And so that means that like you don't need on the free tier to be clear.
Like you don't need like an expensive GPU.
You can just run this and kind of like run your interventions and play with it.
And so in this notebook in particular, the intro one, we show you how to do these interventions.
And here we're like, what happens if we turn this node off?
And what happens if we turn that one off?
And what happens if we turn this one off?
And what happens if, you know, we inject one from one prompt into another one.
And so I think that's the sort of like deeper dive trying to understand the mechanism better.
but if you're just trying to even get a sense at all,
like, how does the model do X?
You can just generate a graph and take a look at it.
Incredible.
Very cool.
When I look at the graph,
there's a thought in my mind about maybe this is too easy,
too perfect.
And one version of this is there's supposed to be superpositioned,
and here there's no superposition, kind of.
Well, there is superposition.
And like, we're sort of like,
so maybe I can share,
I can share the graph again and like answer your question,
which I think is like,
what are we hiding here?
Where are the skeletons?
Yeah,
this is like,
it's too,
it's too clean.
I'm like,
yeah.
So,
so maybe like a good example is,
and we're going to like make this slightly less overwhelming here,
is like,
okay,
so you look at this graph and you say like,
yeah,
like we don't actually understand how models work fully.
So like,
what are you hiding here?
And the thing that's like important to know here is,
you know,
I didn't say this explicitly,
but like the layers are like arranged here.
And so let's just look at like one layer.
So for this layer, what we're saying is like the only thing that that is happening or that's like important enough is this one feature, which is just like one small direction in the model space, right?
Like one dimension we've pulled out of superposition or let's say that for now.
But then also there's these diamonds.
And these diamonds are errors.
We talked about them on the longer podcast, but they're just like when you train these replacement models to replace them in the model computation, you success.

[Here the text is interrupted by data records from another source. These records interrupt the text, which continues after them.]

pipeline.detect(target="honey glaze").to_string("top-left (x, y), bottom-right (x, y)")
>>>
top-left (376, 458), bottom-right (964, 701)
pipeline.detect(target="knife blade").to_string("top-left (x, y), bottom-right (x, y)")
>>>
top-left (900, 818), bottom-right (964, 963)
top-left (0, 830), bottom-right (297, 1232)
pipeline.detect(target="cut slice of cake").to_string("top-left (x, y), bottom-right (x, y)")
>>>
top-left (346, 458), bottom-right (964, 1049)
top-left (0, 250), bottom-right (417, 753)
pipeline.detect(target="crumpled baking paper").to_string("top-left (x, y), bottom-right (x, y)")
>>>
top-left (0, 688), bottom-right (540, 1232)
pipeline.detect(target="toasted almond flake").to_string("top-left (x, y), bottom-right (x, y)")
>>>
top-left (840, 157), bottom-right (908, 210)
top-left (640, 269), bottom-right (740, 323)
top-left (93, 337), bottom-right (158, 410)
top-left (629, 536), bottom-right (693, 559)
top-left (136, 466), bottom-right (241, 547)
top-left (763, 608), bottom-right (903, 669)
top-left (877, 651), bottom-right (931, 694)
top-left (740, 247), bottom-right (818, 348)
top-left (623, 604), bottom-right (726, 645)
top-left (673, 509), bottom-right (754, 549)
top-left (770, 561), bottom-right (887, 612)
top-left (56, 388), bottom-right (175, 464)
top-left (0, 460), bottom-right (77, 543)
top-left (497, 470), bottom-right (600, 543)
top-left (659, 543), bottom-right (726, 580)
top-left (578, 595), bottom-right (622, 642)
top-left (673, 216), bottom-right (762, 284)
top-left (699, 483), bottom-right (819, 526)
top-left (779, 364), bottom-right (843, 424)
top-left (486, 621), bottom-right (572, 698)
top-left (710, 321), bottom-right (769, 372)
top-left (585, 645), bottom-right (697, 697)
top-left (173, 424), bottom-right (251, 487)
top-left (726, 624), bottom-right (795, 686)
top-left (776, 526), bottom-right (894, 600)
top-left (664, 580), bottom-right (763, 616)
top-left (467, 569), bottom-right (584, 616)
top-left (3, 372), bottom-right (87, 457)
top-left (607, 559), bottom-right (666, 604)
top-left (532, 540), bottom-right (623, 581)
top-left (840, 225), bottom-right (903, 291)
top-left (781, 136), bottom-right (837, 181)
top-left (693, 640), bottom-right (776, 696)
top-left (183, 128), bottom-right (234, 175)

replace some of it, and then some of it you fail to replace. And so this is like everything that we don't understand. And so that means that like sometimes if you look at an input, like this guy's input, you'll see a bunch of errors here as the input. And so essentially, you know, there's some graphs and some examples where like if you have, if most of the stuff that you see is these errors, basically that's that just means like, hey, for this prompt, we were not able to sort of like explain, you know, that part of the computation. And so at least that part is like an explain. And so, at least that part is like an explain.
sort of like we show it in your face where it's like, here's, here's what we don't understand.
And so, so you can sort of like see what we don't understand.
There's also, I will say like one more thing.
There's like a bunch more stuff that can get you.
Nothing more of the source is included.